Het is uiterst belangrijk dat er meer mensen aan de slag gaan. Ze dragen bij aan ons socialezekerheidsstelsel, dat met de vergrijzing van de bevolking voor hoge uitgaven staat. Tegelijk zorgt werk voor sociale integratie en verkleint het de kans op armoede. Uit het verslag van de Hoge Raad blijkt ook dat de verschillen tussen de gewesten de voorbije jaren zijn toegenomen. Het verschil tussen het Brussels en het Vlaams Gewest bedroeg in 2008 bijna 11 procentpunt, nu 12,6. Wallonië en Vlaanderen scheelden 9,3 procentpunt, nu is dat 11 procentpunt.
In het verslag staat een boeiend kaartje met de evolutie van de werkgelegenheidsgraad tussen 2008 en 2018 per provincie. In West-Vlaanderen nam die toe met 4,1 procentpunt, in Oost-Vlaanderen met 1,6 procentpunt en in de aangrenzende provincie Henegouwen met slechts 0,6 procentpunt. Limburg ging 2,9 procentpunt vooruit, Luik 0,4. Vlaams-Brabant 1,9 en Waals-Brabant 0,5. Die grote verschillen tussen aangrenzende provincies zijn een pijnlijke vaststelling.

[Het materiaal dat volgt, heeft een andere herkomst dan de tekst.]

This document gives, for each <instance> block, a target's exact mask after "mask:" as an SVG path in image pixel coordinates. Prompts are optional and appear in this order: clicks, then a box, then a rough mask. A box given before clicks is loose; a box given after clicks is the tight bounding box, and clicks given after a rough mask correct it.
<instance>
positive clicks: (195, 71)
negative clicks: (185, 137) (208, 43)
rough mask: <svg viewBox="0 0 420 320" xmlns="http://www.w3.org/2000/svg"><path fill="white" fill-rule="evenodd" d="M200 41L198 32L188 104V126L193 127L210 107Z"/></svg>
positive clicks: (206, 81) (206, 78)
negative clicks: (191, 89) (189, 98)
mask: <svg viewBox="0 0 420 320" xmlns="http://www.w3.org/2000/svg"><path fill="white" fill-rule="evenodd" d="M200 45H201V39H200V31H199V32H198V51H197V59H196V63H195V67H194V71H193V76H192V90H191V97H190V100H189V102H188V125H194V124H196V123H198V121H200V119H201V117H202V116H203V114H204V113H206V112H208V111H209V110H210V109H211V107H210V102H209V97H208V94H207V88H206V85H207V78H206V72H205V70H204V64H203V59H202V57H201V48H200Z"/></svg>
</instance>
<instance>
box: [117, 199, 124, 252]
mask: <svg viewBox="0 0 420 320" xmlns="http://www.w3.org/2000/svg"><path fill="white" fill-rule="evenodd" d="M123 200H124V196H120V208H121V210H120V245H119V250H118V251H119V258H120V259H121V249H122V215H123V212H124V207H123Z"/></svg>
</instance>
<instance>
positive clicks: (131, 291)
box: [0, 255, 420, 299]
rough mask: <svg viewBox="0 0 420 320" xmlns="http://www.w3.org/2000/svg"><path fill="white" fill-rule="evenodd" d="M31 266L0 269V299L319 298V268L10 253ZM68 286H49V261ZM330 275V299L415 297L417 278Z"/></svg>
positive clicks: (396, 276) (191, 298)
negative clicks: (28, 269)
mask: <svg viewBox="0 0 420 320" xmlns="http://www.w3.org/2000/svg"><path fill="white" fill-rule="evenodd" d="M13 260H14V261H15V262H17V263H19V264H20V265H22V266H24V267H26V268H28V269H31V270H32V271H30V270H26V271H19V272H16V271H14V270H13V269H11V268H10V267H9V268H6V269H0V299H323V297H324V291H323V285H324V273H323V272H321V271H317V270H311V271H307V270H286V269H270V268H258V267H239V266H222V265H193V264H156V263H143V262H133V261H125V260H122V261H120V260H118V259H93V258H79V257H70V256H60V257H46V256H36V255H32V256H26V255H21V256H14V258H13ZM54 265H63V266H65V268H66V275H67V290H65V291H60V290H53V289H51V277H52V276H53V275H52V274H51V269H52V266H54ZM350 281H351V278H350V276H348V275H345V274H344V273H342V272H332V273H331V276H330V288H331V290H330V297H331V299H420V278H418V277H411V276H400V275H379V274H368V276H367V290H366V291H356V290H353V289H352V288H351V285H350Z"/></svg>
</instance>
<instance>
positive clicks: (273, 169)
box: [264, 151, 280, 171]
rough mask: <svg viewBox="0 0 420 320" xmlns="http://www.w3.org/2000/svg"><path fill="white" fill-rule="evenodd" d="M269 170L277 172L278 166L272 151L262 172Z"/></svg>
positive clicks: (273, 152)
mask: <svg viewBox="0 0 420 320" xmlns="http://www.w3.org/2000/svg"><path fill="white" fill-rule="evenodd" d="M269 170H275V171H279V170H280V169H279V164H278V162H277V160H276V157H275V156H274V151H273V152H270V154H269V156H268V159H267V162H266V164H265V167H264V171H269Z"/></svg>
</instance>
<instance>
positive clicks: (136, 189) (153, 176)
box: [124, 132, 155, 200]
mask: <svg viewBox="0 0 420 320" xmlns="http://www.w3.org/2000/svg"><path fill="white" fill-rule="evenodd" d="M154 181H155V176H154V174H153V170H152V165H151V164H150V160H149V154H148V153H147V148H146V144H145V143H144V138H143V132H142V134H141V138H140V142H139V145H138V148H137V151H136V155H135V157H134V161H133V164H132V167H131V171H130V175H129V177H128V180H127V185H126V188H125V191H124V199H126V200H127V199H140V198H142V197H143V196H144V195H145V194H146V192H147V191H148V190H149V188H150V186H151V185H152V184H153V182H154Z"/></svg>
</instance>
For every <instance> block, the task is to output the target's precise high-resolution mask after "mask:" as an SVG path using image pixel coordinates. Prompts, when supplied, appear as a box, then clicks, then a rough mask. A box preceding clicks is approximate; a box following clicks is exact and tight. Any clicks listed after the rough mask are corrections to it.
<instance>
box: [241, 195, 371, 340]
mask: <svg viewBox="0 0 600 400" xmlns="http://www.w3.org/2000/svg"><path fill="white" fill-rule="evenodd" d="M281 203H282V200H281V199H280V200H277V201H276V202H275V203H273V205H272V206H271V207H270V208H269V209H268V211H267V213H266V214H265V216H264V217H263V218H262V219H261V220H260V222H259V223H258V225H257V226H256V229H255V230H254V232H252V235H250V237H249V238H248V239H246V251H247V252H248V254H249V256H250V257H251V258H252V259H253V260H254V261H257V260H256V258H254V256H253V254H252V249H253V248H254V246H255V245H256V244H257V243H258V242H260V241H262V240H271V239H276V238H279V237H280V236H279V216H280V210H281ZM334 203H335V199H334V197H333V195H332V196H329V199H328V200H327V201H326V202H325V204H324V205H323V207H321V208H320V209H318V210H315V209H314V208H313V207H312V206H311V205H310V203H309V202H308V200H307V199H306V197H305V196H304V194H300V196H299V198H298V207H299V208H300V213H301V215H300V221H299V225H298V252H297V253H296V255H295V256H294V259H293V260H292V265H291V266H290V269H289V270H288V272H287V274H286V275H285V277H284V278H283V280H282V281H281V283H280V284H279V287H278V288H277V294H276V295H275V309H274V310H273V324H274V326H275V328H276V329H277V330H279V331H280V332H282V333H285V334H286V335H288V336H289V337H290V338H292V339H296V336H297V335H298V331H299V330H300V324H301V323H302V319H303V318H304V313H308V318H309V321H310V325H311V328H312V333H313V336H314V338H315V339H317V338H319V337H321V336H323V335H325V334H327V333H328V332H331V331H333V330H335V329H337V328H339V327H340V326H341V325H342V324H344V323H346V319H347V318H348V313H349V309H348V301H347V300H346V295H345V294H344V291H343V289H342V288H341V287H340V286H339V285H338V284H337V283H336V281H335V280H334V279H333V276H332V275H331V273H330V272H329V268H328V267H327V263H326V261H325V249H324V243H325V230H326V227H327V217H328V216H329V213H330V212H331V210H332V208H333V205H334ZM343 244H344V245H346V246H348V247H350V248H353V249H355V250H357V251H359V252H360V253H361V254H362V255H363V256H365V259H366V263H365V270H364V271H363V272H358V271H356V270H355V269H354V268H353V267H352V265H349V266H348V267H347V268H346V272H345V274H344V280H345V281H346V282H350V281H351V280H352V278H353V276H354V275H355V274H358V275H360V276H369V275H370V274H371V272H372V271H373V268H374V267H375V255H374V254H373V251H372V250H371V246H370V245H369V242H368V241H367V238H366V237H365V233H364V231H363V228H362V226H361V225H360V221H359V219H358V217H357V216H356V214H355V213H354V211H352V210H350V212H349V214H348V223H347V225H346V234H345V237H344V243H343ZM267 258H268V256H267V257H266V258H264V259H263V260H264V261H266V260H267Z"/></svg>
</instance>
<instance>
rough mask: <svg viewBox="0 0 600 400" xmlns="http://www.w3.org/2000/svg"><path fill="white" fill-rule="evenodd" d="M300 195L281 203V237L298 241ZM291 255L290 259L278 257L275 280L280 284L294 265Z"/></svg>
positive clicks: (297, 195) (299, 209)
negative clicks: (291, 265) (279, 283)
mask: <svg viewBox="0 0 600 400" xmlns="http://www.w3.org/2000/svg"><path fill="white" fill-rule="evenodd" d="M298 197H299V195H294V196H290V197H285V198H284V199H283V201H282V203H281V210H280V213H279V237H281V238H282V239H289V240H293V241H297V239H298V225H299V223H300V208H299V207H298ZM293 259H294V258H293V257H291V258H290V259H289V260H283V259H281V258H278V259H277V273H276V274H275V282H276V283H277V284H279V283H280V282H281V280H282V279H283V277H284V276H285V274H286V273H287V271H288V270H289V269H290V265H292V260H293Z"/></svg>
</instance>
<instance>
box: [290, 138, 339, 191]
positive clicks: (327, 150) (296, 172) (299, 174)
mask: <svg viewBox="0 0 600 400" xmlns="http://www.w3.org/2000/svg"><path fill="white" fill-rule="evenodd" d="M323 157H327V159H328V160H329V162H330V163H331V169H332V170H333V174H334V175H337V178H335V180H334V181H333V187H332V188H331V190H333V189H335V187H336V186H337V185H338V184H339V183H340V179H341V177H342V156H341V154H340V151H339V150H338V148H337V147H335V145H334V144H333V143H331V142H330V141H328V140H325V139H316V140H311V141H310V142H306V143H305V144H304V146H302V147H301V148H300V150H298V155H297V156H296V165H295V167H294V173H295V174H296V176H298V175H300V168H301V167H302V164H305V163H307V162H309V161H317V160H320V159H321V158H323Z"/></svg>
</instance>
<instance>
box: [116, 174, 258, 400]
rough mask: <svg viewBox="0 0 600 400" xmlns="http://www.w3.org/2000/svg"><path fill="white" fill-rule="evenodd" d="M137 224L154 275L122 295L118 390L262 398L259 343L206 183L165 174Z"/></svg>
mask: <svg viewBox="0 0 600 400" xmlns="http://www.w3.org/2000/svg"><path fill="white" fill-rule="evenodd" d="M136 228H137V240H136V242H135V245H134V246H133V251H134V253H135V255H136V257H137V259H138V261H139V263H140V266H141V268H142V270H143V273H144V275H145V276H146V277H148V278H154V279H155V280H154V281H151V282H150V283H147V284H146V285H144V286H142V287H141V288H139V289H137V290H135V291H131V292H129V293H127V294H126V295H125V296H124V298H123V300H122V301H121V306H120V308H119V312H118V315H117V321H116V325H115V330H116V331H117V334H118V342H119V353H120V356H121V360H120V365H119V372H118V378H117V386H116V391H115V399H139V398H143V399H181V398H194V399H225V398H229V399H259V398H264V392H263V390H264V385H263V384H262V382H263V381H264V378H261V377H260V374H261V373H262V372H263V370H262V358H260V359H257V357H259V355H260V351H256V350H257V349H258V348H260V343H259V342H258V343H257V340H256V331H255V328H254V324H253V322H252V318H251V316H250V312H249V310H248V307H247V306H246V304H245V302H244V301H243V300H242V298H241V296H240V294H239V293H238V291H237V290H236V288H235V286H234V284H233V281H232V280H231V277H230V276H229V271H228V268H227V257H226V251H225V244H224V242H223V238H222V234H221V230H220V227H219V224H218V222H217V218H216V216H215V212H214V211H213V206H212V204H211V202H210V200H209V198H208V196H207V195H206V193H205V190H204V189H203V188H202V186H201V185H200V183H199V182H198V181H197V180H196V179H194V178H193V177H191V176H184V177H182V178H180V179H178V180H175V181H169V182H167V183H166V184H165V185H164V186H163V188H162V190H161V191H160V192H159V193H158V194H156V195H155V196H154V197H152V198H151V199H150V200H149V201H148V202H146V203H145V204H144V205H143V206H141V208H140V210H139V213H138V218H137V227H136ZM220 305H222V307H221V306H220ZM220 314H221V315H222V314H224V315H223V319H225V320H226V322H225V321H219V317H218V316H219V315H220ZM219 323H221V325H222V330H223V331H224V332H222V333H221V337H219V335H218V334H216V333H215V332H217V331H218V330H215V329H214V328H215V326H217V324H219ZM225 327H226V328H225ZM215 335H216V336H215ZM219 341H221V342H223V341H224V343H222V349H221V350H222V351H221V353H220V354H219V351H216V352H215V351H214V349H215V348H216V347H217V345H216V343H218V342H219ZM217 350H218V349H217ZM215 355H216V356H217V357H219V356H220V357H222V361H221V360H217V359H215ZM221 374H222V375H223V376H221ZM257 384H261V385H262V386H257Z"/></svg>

In Vlaanderen bedraagt de werkgelegenheidsgraad 74,6 procent, in Wallonië 63,7 procent. Dat betekent niet dat Vlaanderen sterk presteert, want het zit maar net boven het EU-gemiddelde en een stuk lager dan de 80 procent van Duitsland en Nederland. Maar Wallonië presteert uiterst slecht. Zoiets mag niet meer worden gezegd. Marie-Kristine Vanbockestal, hoofd van de Forem, de Waalse tegenhanger van de VDAB, zei in een verbijsterend interview met De Standaard: ‘Diegenen die voortdurend die cijfers aanhalen, hebben andere doelen voor ogen dan de situatie in Wallonië verbeteren. Het wordt gebruikt voor politieke doeleinden en om confederalisme te legitimeren.’ Het verheimelijken van de feiten kan nooit de basis zijn van een oplossing.
De linkse recepten in Wallonië hebben niet gewerkt, zoveel is duidelijk.
Ondertussen werken de PS en Ecolo in Wallonië aan een minderheidsregering, die steun zal zoeken bij individuele parlementsleden. In de aanloop naar de verkiezingen pleitte Ecolo voor een 32 urenweek met behoud van loon. En omdat het altijd nóg straffer kan, ging de PS voor een 30 urenweek. Zij mogen geloven dat ze daarmee hun abominabele werkgelegenheidscijfers kunnen opkrikken, een overgrote meerderheid van de economen en arbeidsmarktdeskundigen vindt het idee catastrofaal. Meer nog: Wallonië kampt al meer dan vijftig jaar met een structurele crisis en als één ding duidelijk werd, dan is het wel dat de linkse recepten er niet hebben gewerkt.
Onlangs deed werkgeversorganisatie VBO een opmerkelijk voorstel dat tot nu toe onder de radar bleef. Ze stelt voor ‘dat de federale sociale zekerheid de werkloosheidsuitkeringen nog voor twee jaar ten laste neemt. Daarna is het aan de regio’s om met de overgedragen middelen voor langdurige werkloosheid een eigen uitkeringsbeleid te voeren en/of die middelen op een andere manier in te zetten.’ Nu kan het VBO moeilijk worden verdacht van separatistische neigingen, maar dat krijg je als de kloof tussen Vlaanderen en Wallonië inzake arbeidsmarktprestaties almaar toeneemt. En er is geen beterschap op komst. Integendeel.